Welcome to Cyber Security Today. This is the Week In Review edition for Friday December 11th. I’m Howard Solomon, contributing reporter on cybersecurity for ITWorldCanada.com.
With me this week for a look at the top data breaches of 2020 is Dinah Davis, vice-president of research and development at Arctic Wolf.
The hear this podcast click on the arrow below:
First a look at the top news from the past week:
People who fail to properly secure their databases are paying the price. According to the ZDNet news service more than 85,000 stolen SQL databases have been put up for sale on a dark web portal. The average cost for each is $500. These databases were likely stolen because their creators left them open on the Internet and failed to properly password-protect them. ZDNet says the haul is part of a database ransom scheme that’s been going on since the beginning of the year. Hackers are breaking into databases, copying the tables, deleting the originals and then demand money from victims to get their data back. Those who don’t pay will have their databases put up for sale to criminals.
The recently-created Egregor ransomware gang continues to catch unprepared victims. Among the latest is an international human resource consulting firm called Randstad. It said servers in the U.S., Italy, France and Poland were hit.
Also reportedly struck by ransomware was the Mexican operations of electronics manufacturer Foxconn, which makes components for a number of firms and owns the Sharp and Belkin brands. The Bleeping Computer news service says the DoppelPaymer gang has published what it says are stolen files from Foxconn. The ransom demand is reportedly $34 million.
And it’s been an embarrassing week for security vendor FireEye: The respected company admitted it was hacked by a highly sophisticated threat actor presumed to be an unnamed country. What it got away with were assessment tools FireEye uses to test customers’ defences. To make sure these aren’t used against organizations FireEye released 300 countermeasures that can detect the use of those tools to minimize their effect.
Turning to my guest this week, I asked Dinah Davis how she would describe 2020 from a cybersecurity perspective:
“I would call it the year of the breach,” she said. “The number of security attacks, the intensity of them, the size of them has increased dramatically. And there’s definitely been a theme with COVID around, using COVID as an attack vector and now using the vaccines as another attack vector. Things have really escalated this year.”
A number of the breaches to be discussed have things in common, she added: Many were initiated with social engineering attacks. “Social engineering still seems to be the main attack vector for many of the breaches. They’re really preying on people’s hopes, their fears and their ability to trust as a way to get into companies.”
The incidents of interest she picked were:
–the August hack of the SANS Institute, a leading provider of cybersecurity training and certification programs. It started with an employee falling for one phishing email that gave the hacker access to the victim’s Outlook account. By setting up an email forwarding rule the hacker received over 500 emails from that account which included personal information on thousands of people.
One way to prevent this type of attack, Davis said, is to monitor email there are no changes to forwarding settings unless you chose.
— the July hack of a consumer electronics manufacturer Garmin, which makes smartwatches fitness, trackers and navigation devices. One news report says that the company paid a $10 million ransom to get access to its data back.

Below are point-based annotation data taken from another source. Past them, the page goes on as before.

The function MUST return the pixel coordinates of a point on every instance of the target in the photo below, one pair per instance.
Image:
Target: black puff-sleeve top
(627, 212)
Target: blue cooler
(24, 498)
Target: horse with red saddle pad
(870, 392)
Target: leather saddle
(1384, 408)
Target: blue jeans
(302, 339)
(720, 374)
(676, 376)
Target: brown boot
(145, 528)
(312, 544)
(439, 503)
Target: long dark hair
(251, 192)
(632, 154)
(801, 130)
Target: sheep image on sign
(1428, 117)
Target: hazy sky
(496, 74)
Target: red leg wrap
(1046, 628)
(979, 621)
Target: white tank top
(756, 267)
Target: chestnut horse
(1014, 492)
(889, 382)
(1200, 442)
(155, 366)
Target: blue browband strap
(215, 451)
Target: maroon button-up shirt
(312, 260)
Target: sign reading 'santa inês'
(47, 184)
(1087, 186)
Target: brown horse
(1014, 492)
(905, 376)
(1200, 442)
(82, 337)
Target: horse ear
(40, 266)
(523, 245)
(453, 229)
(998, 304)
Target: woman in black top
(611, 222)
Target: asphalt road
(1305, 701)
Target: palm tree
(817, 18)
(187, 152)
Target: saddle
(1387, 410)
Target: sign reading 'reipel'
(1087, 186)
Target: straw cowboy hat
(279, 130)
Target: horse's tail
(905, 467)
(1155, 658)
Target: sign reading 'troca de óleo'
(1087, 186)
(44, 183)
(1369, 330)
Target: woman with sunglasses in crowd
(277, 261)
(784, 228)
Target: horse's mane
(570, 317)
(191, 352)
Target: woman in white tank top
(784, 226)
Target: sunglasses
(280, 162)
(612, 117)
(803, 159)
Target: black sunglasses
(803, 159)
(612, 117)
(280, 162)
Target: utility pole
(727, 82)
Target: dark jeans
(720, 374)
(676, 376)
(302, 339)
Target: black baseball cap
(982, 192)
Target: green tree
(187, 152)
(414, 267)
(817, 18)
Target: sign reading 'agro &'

That raises the question of whether a ransom should be paid. It has to be decided on a case by case basis, Davis said. If your organization decides it has to pay a ransom, she added, it should find a firm experienced with negotiating with the hackers. Often the price can be lowered.
— in October the FBI issued a public warning to the healthcare industry to expect COVID-19 related cyber attacks. These would use hacking tools like TrickBot. Davis noted the FBI helpfully disclosed many common file names for the malware and common domains that the malware used, allowing security vendors and IT departments to block them. The warning was an other indication of how criminals were taking advantage of the pandemic.
— in August crooks stole student information from a Las Vegas-area county school district, including social security numbers as part of a ransomware attack. In this case the school district decided not the pay the ransom. That led the hackers to leak student records it had copied. That tied to a major ransomware trend in 2020, Davis said.
— one of the biggest international events took place in July was the hack of many Twitter accounts of well-known people to push a Bitcoin scam. Three people have been charged with being behind the attack by persuading a small number of Twitter employees by phone to change account passwords. One of the lessons, Davis said, is a telephone can be just as good a vehicle for a cyber attack as email.
— the recent spread of warnings that state-sponsored hackers are trying to steal data on COVID-19 vaccines from biomedical research firms. It points to the need of the medical community to patch software as soon as security updates are available, Davis said.
— finally, in another COVID related incident World Health Organization was victimized by hackers called Dark Hotel who created a fake email system and portal to gain inside information. Fortunately, Davis said, the scheme was unveiled before it did any damage by a man who watches domain name registrations.